In 2011, the role of Point of Care Ultrasound (POCUS) was defined as one of the top five research priorities in physician-provided prehospital critical care and future research topics were proposed; the feasibility of prehospital POCUS, changes in patient management induced by POCUS and education of providers. This systematic review aimed to assess these three topics by including studies examining all kinds of prehospital patients undergoing all kinds of prehospital POCUS examinations and studies examining any kind of POCUS education in prehospital critical care providers.

METHODS AND RESULTS

By a systematic literature search in MEDLINE, EMBASE, and Cochrane databases, we identified and screened titles and abstracts of 3264 studies published from 2012 to 2017. Of these, 65 studies were read in full-text for assessment of eligibility and 27 studies were ultimately included and assessed for quality by SIGN-50 checklists. No studies compared patient outcome with and without prehospital POCUS. Four studies of acceptable quality demonstrated feasibility and changes in patient management in trauma. Two studies of acceptable quality demonstrated feasibility and changes in patient management in breathing difficulties. Four studies of acceptable quality demonstrated feasibility, outcome prediction and changes in patient management in cardiac arrest, but also that POCUS may prolong pauses in compressions. Two studies of acceptable quality demonstrated that short (few hours) teaching sessions are sufficient for obtaining simple interpretation skills, but not image acquisition skills. Three studies of acceptable quality demonstrated that longer one- or two-day courses including hands-on training are sufficient for learning simple, but not advanced, image acquisition skills.
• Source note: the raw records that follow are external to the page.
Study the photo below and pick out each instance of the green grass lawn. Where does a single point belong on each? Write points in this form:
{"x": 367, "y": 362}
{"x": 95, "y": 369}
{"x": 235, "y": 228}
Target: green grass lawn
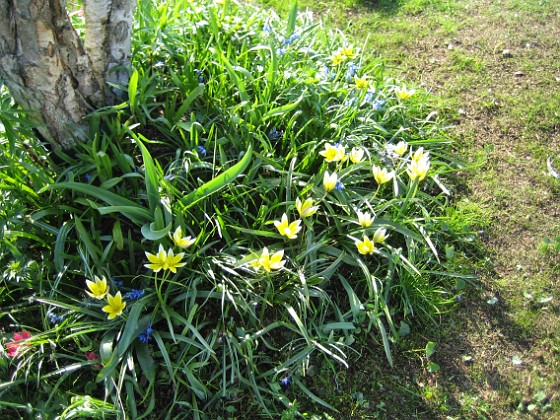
{"x": 255, "y": 284}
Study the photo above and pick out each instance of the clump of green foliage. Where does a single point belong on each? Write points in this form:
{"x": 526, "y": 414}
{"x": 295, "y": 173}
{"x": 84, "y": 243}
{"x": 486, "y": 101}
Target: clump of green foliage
{"x": 266, "y": 198}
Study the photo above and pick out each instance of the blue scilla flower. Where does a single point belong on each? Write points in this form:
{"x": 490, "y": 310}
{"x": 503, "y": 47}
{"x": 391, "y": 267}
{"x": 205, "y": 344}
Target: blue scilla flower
{"x": 290, "y": 40}
{"x": 368, "y": 98}
{"x": 378, "y": 104}
{"x": 352, "y": 70}
{"x": 134, "y": 294}
{"x": 54, "y": 318}
{"x": 285, "y": 381}
{"x": 146, "y": 335}
{"x": 117, "y": 283}
{"x": 200, "y": 76}
{"x": 274, "y": 133}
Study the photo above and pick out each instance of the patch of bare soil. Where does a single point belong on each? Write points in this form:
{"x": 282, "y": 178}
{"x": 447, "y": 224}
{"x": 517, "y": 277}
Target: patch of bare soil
{"x": 500, "y": 353}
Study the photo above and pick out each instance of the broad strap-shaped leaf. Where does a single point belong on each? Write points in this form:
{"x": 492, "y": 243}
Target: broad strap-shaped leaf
{"x": 218, "y": 182}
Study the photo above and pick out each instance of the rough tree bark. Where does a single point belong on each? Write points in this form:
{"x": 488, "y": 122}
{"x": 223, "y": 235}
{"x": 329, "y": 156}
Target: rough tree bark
{"x": 55, "y": 76}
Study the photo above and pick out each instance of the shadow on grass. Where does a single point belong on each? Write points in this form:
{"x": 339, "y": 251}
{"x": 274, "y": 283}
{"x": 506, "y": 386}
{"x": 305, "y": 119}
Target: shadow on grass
{"x": 477, "y": 347}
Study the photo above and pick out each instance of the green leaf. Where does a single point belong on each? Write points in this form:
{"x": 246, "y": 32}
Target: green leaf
{"x": 433, "y": 367}
{"x": 128, "y": 208}
{"x": 151, "y": 178}
{"x": 292, "y": 19}
{"x": 132, "y": 327}
{"x": 284, "y": 109}
{"x": 404, "y": 329}
{"x": 430, "y": 349}
{"x": 132, "y": 89}
{"x": 218, "y": 182}
{"x": 60, "y": 245}
{"x": 197, "y": 91}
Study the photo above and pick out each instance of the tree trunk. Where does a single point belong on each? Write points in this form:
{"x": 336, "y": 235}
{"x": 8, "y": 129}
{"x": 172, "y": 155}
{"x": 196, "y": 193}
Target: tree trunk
{"x": 49, "y": 72}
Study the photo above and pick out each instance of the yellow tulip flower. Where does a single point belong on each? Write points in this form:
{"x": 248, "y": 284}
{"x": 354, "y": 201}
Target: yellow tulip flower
{"x": 365, "y": 247}
{"x": 289, "y": 230}
{"x": 381, "y": 176}
{"x": 271, "y": 262}
{"x": 333, "y": 153}
{"x": 380, "y": 235}
{"x": 165, "y": 260}
{"x": 364, "y": 219}
{"x": 361, "y": 82}
{"x": 306, "y": 208}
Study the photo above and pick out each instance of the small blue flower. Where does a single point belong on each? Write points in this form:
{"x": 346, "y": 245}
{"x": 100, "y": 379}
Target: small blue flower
{"x": 134, "y": 294}
{"x": 378, "y": 104}
{"x": 368, "y": 98}
{"x": 54, "y": 318}
{"x": 285, "y": 381}
{"x": 117, "y": 283}
{"x": 290, "y": 40}
{"x": 200, "y": 76}
{"x": 146, "y": 335}
{"x": 352, "y": 70}
{"x": 274, "y": 133}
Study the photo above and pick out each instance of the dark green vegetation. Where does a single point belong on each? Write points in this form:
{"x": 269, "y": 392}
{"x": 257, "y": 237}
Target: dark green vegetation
{"x": 267, "y": 204}
{"x": 495, "y": 67}
{"x": 495, "y": 355}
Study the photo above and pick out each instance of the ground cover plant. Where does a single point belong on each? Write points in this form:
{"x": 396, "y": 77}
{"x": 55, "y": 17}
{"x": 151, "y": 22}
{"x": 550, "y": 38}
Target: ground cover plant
{"x": 267, "y": 202}
{"x": 494, "y": 64}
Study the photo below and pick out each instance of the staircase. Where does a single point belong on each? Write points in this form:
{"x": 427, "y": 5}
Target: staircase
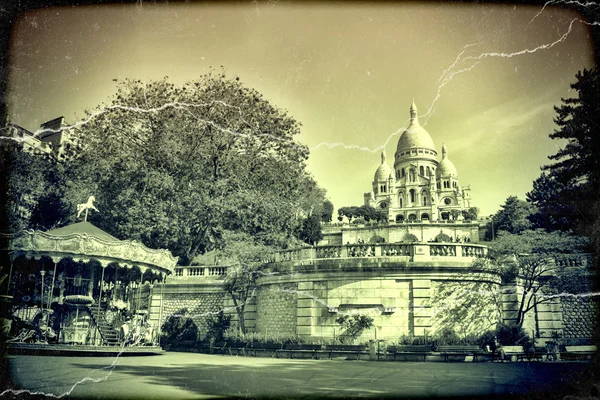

Three studies of acceptable quality demonstrated that systematic educational programs including supervised examinations are sufficient for learning advanced image acquisition skills in healthy volunteers, but that more than 50 clinical examinations are required for expertise in a clinical setting.

CONCLUSION

Prehospital POCUS is feasible and changes patient management in trauma, breathing difficulties and cardiac arrest, but it is unknown if this improves outcome. Expertise in POCUS requires extensive training by a combination of theory, hands-on training and a substantial amount of clinical examinations - a large part of these needs to be supervised.

摘要

背景

2011 年,即时床旁超声(POCUS)的作用被定义为医生提供院前危重症护理的五个优先研究重点之一,并提出了未来的研究课题;可行性、对患者管理的影响以及对提供者的教育。本系统综述旨在通过纳入研究,评估这三个课题,这些研究包括对所有接受各种院前 POCUS 检查的院前患者和任何形式的院前危重症护理提供者的 POCUS 教育进行检查。

方法和结果

通过在 MEDLINE、EMBASE 和 Cochrane 数据库中进行系统文献检索,我们确定并筛选了 2012 年至 2017 年发表的 3264 项研究的标题和摘要。其中,65 项研究进行了全文阅读,以评估其合格性,最终有 27 项研究被纳入,并通过 SIGN-50 清单进行了质量评估。没有研究比较过有和没有院前 POCUS 的患者结局。四项质量可接受的研究表明在创伤中具有可行性并改变了患者的管理。两项质量可接受的研究表明在呼吸困难中具有可行性并改变了患者的管理。四项质量可接受的研究表明在心脏骤停中具有可行性、预后预测和改变患者的管理,但也表明 POCUS 可能会延长按压暂停时间。两项质量可接受的研究表明,短时间(数小时)的教学课程足以获得简单的解释技能,但不足以获得图像采集技能。三项质量可接受的研究表明,包括实际操作培训在内的一到两天的长课程足以学习简单但不高级的图像采集技能。三项质量可接受的研究表明,系统的教育计划包括监督检查足以让健康志愿者学习高级的图像采集技能,但在临床环境中需要 50 多次以上的临床检查才能达到专业水平。

结论

院前 POCUS 是可行的,并且改变了创伤、呼吸困难和心脏骤停患者的管理,但尚不清楚这是否能改善结局。POCUS 专家需要通过理论、实践培训和大量的临床检查相结合来进行广泛的培训,其中大部分需要监督。